According to the 2013 US Census’ American Community Survey, Vashon is 94.9 percent white. Yes, that’s pretty white. We two writers are white.
Looking at the most recent issue of the annual “Vashon Island Child” of The Beachcomber, you’d think we were an exclusively white community. For the second year in a row, there is not one child of color pictured on the cover, and in the pages within, the most recent issue only has one child of color, and that’s in a paid advertisement for an off-island school.
As issues concerning race and social justice (appropriately, finally) fill the news and our social media feeds, important, sometimes difficult conversations are being had about race, identity and #BlackLivesMatter. When people push back against the idea of “white privilege,” we’re disappointed we can easily pull out an all-white issue of a magazine ostensibly for all island children and families and say, “Here, this is what it means. When you look around and all you see are images reflected back of people who only look like you and you don’t even notice — that’s white privilege.”

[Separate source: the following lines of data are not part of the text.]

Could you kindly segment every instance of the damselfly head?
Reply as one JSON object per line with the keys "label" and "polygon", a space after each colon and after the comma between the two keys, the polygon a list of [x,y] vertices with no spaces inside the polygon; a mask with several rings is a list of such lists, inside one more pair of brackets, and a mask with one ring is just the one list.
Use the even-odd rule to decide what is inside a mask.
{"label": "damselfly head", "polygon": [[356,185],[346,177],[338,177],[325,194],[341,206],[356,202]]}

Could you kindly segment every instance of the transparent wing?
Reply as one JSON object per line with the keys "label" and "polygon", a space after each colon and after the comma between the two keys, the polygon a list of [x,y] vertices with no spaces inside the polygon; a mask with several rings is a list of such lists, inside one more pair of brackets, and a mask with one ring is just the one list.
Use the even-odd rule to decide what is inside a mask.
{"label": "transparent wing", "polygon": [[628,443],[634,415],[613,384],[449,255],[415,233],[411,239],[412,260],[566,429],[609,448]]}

White privilege is constructed around perpetuating institutions, power structures and images in the media that serve to maintain white culture, white power and white perspective as dominant. We suggest that putting a message out to the world that this island and its educational opportunities are only for white children is a grave oversight and mistake. While Chelsie’s two children are black and Juniper’s two are white, they are all subject to the implicit and explicit messages contained in the media that surrounds them.
As readers of The Beachcomber, and residents of Vashon, we’d like the Beachcomber to take greater responsibility for the written and visual messages they send out. Because when they don’t, we all lose.